Similarly, Scripps' Topol says the drive toward widespread personalized medicine will not come from healthcare professionals, but from consumers. "This consumer-driven health revolution — if they go to their doctors and say, 'What should I do now?' — this is going to force and accelerate this new medicine," he says. Topol likens the coming consumer-driven wave to the late 1990s when drug companies were allowed to market their products directly to consumers. "We learned … that that's a highly effective thing to change medicine, is that patients come in and say, 'I want this medicine.' And it works really well," Topol says. Because personalized medicine is outside of the medical establishment's comfort zone, he adds, it may be up to the consumer to drive the adoption.
Industry also has a role to play in this personalized medicine paradigm, he adds. Pharmaceutical companies are starting to realize that the old way of one drug working for all patients is coming to an end, and that the future is in designing clinical trials that test more drugs on smaller numbers of patients for a more targeted, and more effective, impact on patients. "Instead of having a drug that you can put in the water supply and have a whole planet take the drug, how about a whole new look where you do a trial on 100 people because they have this particular allele or particular way to identify them that there's going to be overwhelming benefit? And then you get the drug registered, where instead of getting 15 percent improvement on some major endpoint, you have 90 percent improvement," Topol says.

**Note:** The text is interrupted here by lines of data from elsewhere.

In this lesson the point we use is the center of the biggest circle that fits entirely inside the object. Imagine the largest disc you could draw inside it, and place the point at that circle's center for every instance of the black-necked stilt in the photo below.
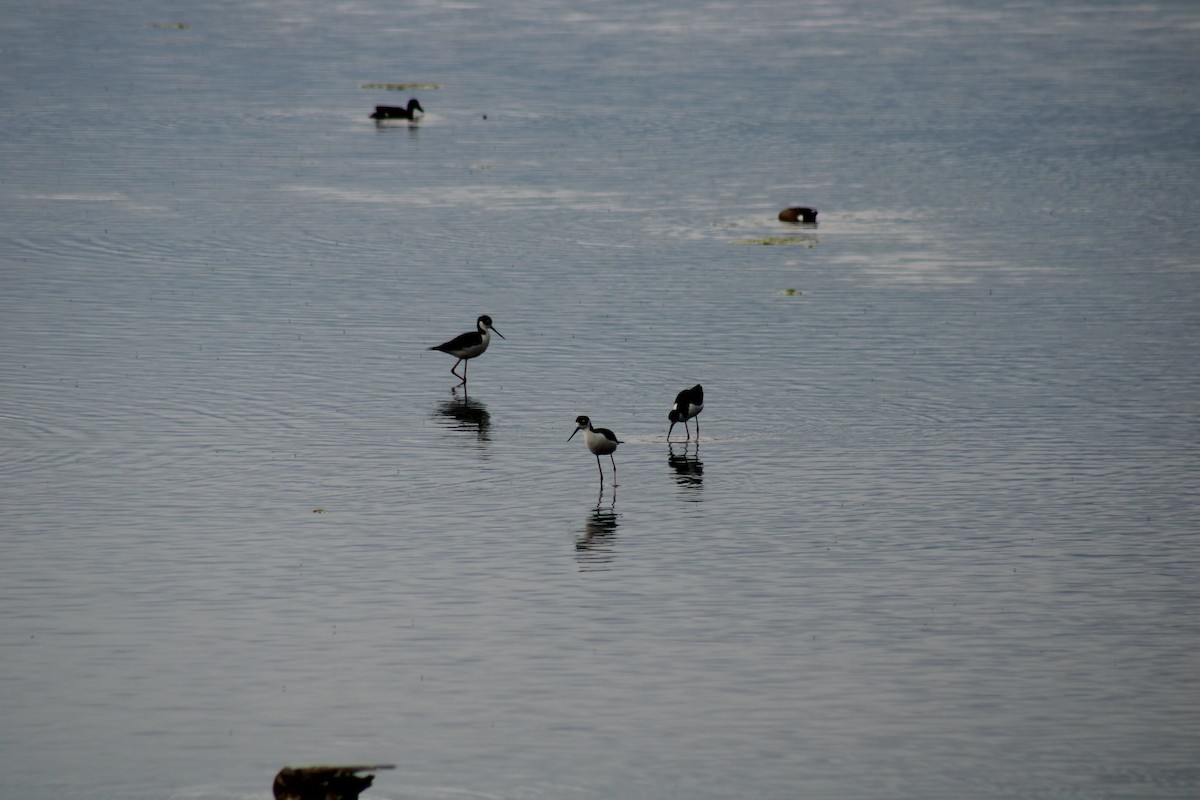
(689, 403)
(798, 214)
(601, 441)
(469, 344)
(399, 112)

That's already starting to happen. Topol points to Vertex Pharmaceuticals' recently approved cystic fibrosis drug, Kalydeco, as an example. The company tested the drug only on the 3 percent to 4 percent of patients with a specific mutation called G551D, and it had a "eureka effect" on those patients, he says. Because of the early success shown in clinical trials, FDA fast-tracked the drug and approved it in just three months.
"That's the model of the future — a lot more drugs, very small trials, quick registration, and none of this billion-dollar development stuff. We've already seen the beginning of this, and there will be hundreds more if the industry wakes up to the opportunity," Topol adds. If clinical trials are strategically designed with a specific and small subpopulation of patients in mind, there may be fewer failures than in the current model of drug testing where one compound is tested on a very heterogeneous population of patients who may not all react to it the same way.
The participation of government agencies and research communities is also integral to the progress of personalized medicine, Topol says. Government agencies are learning that they need to change the way they oversee and regulate the development of new tests and drugs, while researchers continue to make strides in genomics research. "We have enough knowledge now that isn't being used, but it's only going to get exponentially better over time," Topol says. "When should we start having genomics in the clinic? It's never going to perfect, but we have plenty to work with right now."
Similarly, Hood says, "The important part is personal medicine is here. It's increasing in incremental fashion. And the future is very bright."